There’s something about familiarity that dulls the shine of even the brightest things. The first time you hear a song that moves you, it feels like magic. By the hundredth time, it’s just background noise. That’s see finish in action.
For the uninitiated, see finish is that Nigerian phrase that captures what happens when people, places, or experiences become too familiar—too known. It’s when the mystery dies, the novelty wears off, and what once felt extraordinary now feels ordinary, even unimpressive.
It happens in relationships: the person you once admired deeply is now the person whose messages you sometimes ignore. It happens in friendships: the same ones who hyped you in the beginning now barely clap when you win. It happens in careers: the job that once excited you now feels like a slow death.

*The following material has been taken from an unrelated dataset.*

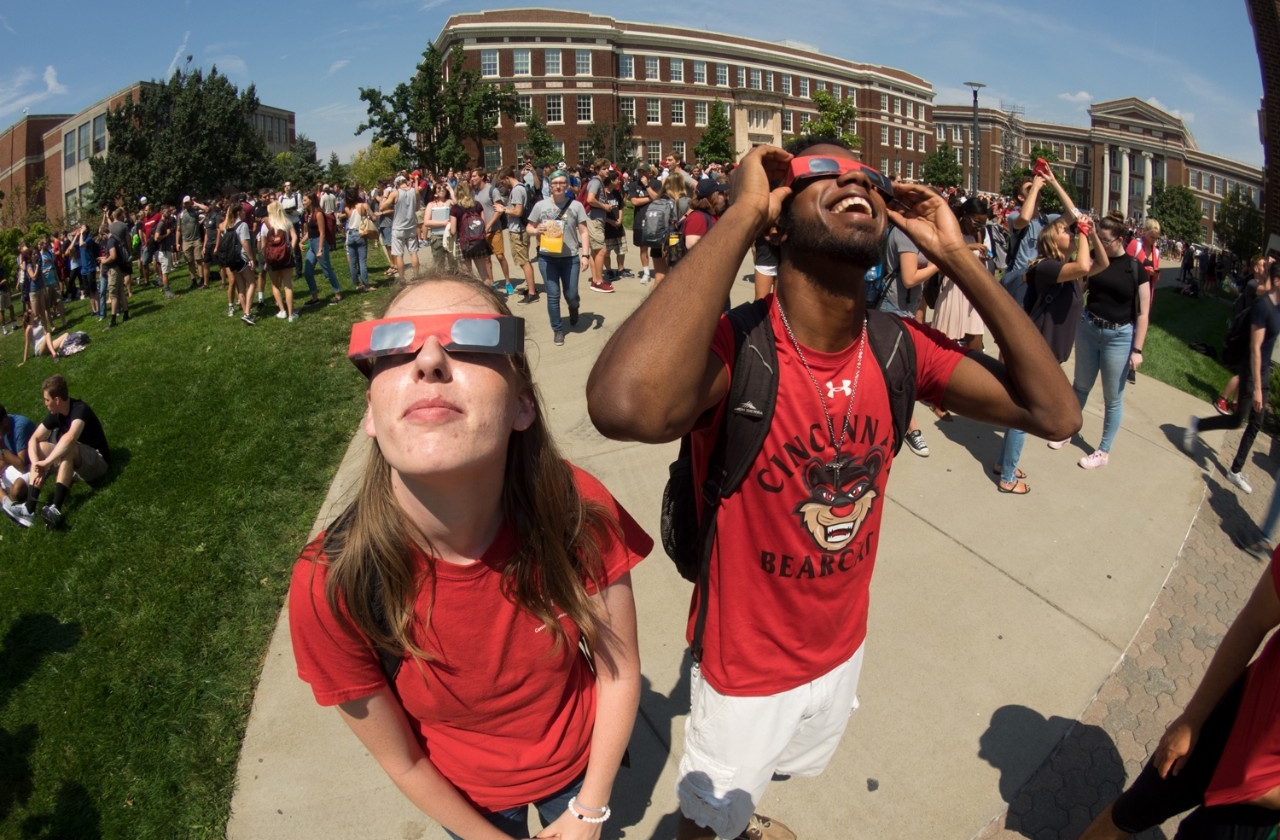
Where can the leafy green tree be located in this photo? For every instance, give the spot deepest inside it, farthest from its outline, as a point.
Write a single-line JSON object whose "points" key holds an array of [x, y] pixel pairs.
{"points": [[438, 113], [716, 145], [376, 163], [192, 133], [941, 168], [1238, 224], [1178, 211], [836, 118]]}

See finish is what happens when we stop valuing what was once special. It’s not always because the thing itself has changed—it’s because our perception of it has.

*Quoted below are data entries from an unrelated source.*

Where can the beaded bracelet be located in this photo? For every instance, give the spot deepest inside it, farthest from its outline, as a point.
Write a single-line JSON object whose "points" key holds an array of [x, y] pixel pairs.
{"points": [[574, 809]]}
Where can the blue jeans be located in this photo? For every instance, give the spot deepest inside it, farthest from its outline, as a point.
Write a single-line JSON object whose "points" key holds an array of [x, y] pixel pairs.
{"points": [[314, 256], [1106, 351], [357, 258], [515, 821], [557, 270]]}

One of the biggest victims of see finish is respect. When we get too used to something, we stop appreciating it. We take it for granted, assuming it will always be there, always be available, always be “fine.” We forget the effort it takes to sustain what once felt magical.

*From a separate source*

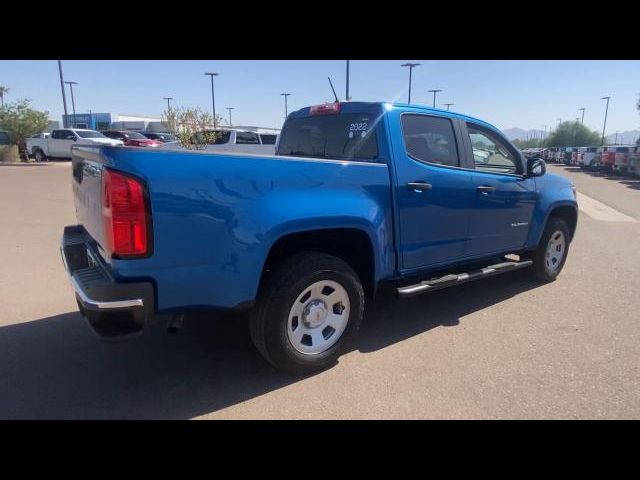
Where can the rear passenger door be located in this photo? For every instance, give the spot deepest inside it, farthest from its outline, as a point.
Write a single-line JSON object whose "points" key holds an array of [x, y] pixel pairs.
{"points": [[434, 191], [503, 198]]}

That’s why relationships fall apart. Why friendships fade. Why careers plateau. Why some of the most talented people remain uncelebrated in their own circles. Because when people feel unseen and undervalued, they withdraw—sometimes physically, but most times, emotionally.
So how do we fight see finish? By choosing to see—to actively notice, appreciate, and nurture what we’ve come to take for granted. By resisting the urge to let comfort breed complacency. By treating the people and opportunities in our lives with the same care we did at the beginning.
Because sometimes, the problem isn’t that something has lost its value. It’s that we’ve stopped looking closely enough to see it.